The effects of oxidative stress on cognitive function involve multiple complex biological mechanisms. The brain consumes approximately 20% of the body's oxygen intake to maintain normal function, and this high level of oxygen consumption generates free radicals ¹³. In aging and pathological conditions, the production of oxygen free radicals significantly increases, directly attacking and damaging the cell membranes of CNS cells, ultimately leading to impaired cellular function. Additionally, oxygen free radicals can impair the energy supply of nerve cells by damaging mitochondrial DNA and membrane proteins, leading to neuronal death ¹⁴. Oxidative stress can induce an inflammatory response in the brain. This response activates microglia and astrocytes, which are responsible for maintaining normal neuronal function under normal conditions ¹⁵. However, sustained activation of these cells leads to the release of pro-inflammatory cytokines such as tumor necrosis factor alpha (TNF-α), interleukin-1β (IL-1β), and C-C motif chemokines that mediate neuroinflammation and neurodegeneration, while peripheral inflammatory mediators cross the defective blood-brain barrier, further exacerbating the inflammatory response ¹⁶. These inflammatory responses further damage neurons, ultimately leading to neural network dysfunction.

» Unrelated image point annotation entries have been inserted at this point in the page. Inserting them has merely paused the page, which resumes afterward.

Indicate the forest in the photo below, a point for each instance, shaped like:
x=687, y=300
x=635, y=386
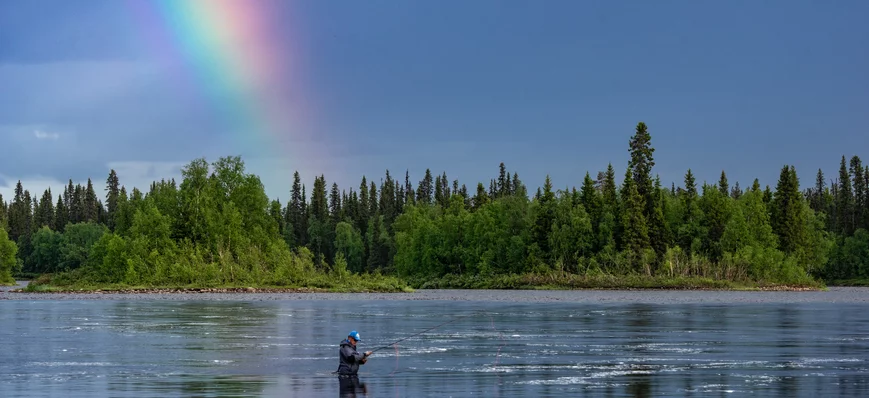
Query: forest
x=219, y=228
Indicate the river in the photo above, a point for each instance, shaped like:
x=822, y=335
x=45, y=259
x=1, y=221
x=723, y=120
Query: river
x=496, y=344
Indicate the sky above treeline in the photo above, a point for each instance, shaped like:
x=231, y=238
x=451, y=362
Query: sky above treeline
x=349, y=88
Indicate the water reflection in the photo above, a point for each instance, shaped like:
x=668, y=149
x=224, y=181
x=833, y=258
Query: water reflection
x=289, y=348
x=351, y=387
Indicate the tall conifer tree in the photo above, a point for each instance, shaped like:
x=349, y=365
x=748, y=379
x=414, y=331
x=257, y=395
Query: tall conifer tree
x=844, y=202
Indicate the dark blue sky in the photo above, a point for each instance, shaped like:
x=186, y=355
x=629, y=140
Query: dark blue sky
x=551, y=87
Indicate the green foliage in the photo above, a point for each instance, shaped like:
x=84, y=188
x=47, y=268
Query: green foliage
x=218, y=228
x=349, y=245
x=8, y=250
x=46, y=255
x=76, y=243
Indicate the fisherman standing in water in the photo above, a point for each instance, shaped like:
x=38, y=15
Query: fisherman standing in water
x=349, y=362
x=349, y=358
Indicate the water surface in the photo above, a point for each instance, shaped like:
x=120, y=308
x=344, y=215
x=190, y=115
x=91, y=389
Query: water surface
x=577, y=343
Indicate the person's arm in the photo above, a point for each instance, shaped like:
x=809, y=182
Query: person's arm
x=350, y=352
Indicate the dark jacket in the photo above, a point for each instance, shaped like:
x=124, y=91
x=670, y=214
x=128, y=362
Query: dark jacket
x=349, y=359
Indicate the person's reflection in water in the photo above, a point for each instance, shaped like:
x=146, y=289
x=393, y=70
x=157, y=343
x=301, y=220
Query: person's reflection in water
x=349, y=386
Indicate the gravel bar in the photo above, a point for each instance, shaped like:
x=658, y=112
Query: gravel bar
x=858, y=295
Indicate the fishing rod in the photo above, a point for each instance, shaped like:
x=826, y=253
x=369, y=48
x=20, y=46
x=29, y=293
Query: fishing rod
x=417, y=334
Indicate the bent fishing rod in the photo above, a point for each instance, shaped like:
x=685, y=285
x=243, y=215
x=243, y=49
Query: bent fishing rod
x=424, y=331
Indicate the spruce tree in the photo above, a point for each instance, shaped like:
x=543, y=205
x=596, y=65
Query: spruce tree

AD is one of the most common neurodegenerative diseases, with cognitive decline as its central symptom. The prevailing hypotheses on the etiology of AD include the cholinergic hypothesis and the extracellular amyloid-β plaque deposition hypothesis ¹⁷. Acetylcholine is the primary neurotransmitter associated with learning and memory functions and is essential for neuronal activity, plasticity, and network connectivity. Oxidative stress can lead to decreased acetylcholine levels by impairing choline acetyltransferase activity ¹⁸. Furthermore, oxidative stress can impair neuronal signaling by damaging acetylcholine receptors, leading to decreased learning and memory abilities ¹⁹. Oxygen free radicals in the brain can interfere with the metabolism of amyloid precursor proteins, leading to the production of β-amyloid, an abnormal metabolite that tends to aggregate into insoluble plaques around neurons, interfering with normal neuronal signaling and causing neuronal dysfunction, which ultimately triggers cognitive decline ²⁰.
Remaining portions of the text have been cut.